Ideas@TheCentre
The end of austerity?
All over the Internet, Keynesians are crowing that austerity has been debunked and high levels of government debt are no longer a bad thing (to be fair, many of them believed that already).
In case you don’t follow economics blogs, let me catch you up quickly. In 2010, Reinhart and Rogoff (R&R) showed a correlation between negative growth and government debt above 90% of GDP. Last week Herndon, Ash and Pollin found a basic spreadsheet error (and other alleged problems) in R&R’s work showing the drop off in GDP was not nearly as steep.
And then the Internet exploded (in so far as mostly middle-aged male economists can explode). R&R have since responded defending their work (but not their coding error). They argue that there is still a negative correlation, and that growth at higher levels of debt is about half of what it is at lower levels of debt. This is supported by other research. There is some evidence that high debt causes lower growth, but like most economic evidence, it’s not clear cut.

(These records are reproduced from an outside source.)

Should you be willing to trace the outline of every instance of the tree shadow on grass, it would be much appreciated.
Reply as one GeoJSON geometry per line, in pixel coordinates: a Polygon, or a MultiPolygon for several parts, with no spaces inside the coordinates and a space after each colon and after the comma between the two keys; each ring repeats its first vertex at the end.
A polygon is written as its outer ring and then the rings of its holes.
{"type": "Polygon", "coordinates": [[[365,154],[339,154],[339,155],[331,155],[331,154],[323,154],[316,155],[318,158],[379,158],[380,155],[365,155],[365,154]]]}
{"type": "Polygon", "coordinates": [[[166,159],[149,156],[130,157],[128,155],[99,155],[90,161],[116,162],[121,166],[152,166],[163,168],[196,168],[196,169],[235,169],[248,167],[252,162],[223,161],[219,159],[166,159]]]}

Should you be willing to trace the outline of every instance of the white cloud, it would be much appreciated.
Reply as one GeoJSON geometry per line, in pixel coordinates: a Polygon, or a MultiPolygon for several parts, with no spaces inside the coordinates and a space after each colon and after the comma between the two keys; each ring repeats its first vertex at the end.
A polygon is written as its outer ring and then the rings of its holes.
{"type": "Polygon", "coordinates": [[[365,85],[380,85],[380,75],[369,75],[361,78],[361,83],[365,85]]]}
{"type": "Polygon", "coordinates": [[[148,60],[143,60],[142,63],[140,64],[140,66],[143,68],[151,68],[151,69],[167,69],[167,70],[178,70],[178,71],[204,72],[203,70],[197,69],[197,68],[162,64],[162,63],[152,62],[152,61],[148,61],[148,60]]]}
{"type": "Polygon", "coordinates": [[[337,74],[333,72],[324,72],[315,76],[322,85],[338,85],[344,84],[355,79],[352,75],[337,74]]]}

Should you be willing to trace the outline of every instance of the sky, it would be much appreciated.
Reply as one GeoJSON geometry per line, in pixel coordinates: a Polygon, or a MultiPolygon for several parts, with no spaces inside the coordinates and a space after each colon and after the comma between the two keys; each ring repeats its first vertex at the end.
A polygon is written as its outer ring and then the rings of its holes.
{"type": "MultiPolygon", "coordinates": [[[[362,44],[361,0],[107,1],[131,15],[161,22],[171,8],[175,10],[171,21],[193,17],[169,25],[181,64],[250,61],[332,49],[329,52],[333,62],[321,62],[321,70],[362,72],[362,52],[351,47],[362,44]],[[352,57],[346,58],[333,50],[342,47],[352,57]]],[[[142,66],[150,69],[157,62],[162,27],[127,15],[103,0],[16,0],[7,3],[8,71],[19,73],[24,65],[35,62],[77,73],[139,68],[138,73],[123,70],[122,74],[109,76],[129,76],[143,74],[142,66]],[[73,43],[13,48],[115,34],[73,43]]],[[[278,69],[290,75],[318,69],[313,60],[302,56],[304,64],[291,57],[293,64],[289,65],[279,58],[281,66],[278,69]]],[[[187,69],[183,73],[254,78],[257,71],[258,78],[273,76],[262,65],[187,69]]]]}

Unfortunately, this will give greater licence to advocates of increased government deficits in high debt countries (read Europe and the United States).
Not that any of the problems with R&R’s research alters the fundamental point that some countries in Europe simply cannot borrow any more money, or that governments cannot indefinitely spend more than they earn.
It does not change the fact that a lot of government spending is wasteful, inefficient and poorly targeted – generating little or no benefit at all. Neither does it address the abject failure of Keynesian stimulus in the wake of the global financial crisis (especially in the United States where the economy is still struggling despite a deficit of more than $1 trillion a year).
The CIS’ TARGET30 campaign is not about imposing European-style austerity in Australia. It is about addressing inefficiencies in government spending (so you get more for your tax dollars) and preparing Australia for future challenges (so our economy doesn’t end up a basket case).
Higher government debts inevitably mean higher taxes in the future to repay those debts. Higher taxes mean lower growth. Saddling future generations with lower growth and higher taxes while they repay debts incurred to fund our short-term consumption is – to put it simply – wrong.
Simon Cowan is a Research Fellow at The Centre for Independent Studies.